New research done by the Insurance Institute for Highway Safety (IIHS) show that during a period of more than twenty years (1873 – 1995), there have been 33,000 fatalities arising from increases in speed limit in the United States. Charles Farmer, IIHS vice president for research and statistical services, opines that car accident deaths would have been fewer in the same study period if states had not increased their speed limits.

Here’s a historical recap of the raise in speed limits in the US.

In 1073, when fuel was scarce, Congress passed a measure requiring states to set a 55 mph as speed limit in order for them to receive their share of highway funds. This was known as the National Maximum Speed Limit. Although concern over safety was not the main goal of the measure, car crash fatalities decreased considerably. In 1987, with fuel availability no longer a threat, Congress allowed the states to raise speed limits to 65 mph on rural interstate highways. In 1995, this law was totally scrapped.

As expected, the increase in fatalities followed the repeal of the law limiting speed limits. And it is still increasing up to the present. Texas has the highest speed limit at 85 mph and six other states have set their limits at 80 mph.

Taking other factors into consideration, including variables in unemployment, rising number of drivers ages 16 – 24 and alcohol intake, the IIHS research found that an increase of 5 mph in a state’s maximum limit resulted in a 4 percent rise in deaths from car crashes.

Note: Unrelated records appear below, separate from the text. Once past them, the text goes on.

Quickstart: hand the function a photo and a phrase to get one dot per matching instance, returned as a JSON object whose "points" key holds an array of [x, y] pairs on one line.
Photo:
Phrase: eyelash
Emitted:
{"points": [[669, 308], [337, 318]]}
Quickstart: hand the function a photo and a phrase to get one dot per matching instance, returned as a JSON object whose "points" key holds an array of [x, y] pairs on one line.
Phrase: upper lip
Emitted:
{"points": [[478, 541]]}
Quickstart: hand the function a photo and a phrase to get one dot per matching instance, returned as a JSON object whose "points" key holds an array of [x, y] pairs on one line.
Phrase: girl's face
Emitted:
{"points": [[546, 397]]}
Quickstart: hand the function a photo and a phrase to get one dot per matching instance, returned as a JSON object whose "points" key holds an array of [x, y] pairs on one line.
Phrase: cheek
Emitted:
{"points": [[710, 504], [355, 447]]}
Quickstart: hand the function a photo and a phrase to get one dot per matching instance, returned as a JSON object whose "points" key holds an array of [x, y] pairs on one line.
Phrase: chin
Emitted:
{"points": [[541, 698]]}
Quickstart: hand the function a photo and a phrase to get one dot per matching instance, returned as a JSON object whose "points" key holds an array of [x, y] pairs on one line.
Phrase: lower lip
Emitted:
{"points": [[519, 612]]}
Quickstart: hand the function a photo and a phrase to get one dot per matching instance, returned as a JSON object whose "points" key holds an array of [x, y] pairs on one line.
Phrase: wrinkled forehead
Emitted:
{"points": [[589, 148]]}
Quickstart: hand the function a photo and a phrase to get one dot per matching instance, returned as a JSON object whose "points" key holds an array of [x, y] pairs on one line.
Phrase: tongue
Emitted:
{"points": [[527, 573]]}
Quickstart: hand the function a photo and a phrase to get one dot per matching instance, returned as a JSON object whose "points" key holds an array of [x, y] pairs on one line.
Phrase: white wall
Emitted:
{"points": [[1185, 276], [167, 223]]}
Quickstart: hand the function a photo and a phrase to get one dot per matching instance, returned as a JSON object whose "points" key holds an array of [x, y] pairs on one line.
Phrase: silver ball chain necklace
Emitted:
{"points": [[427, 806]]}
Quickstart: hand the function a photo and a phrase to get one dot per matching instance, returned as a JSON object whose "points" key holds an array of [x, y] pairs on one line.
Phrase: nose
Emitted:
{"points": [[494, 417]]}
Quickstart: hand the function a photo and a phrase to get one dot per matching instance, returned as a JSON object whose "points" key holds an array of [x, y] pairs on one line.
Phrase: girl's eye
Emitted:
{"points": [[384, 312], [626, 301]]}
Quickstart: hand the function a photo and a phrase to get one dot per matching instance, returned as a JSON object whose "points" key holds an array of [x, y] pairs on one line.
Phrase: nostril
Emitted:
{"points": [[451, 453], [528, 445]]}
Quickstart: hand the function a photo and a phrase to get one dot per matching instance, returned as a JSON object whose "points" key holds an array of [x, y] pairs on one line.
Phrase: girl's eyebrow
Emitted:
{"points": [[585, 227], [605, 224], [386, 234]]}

The 33,000 fatalities is also possibly a lower figure than the actual because only the increases in rural interstates were considered; yet speed limits for urban interstates have also been raised in several other states. Further, the speed limit raise in some states were not included in the study. Farmer says there is no reversal in the trend for increasing maximum speed limits and it is up to the state officials to consider the fatal consequences of increasing speed limits should they choose to do so.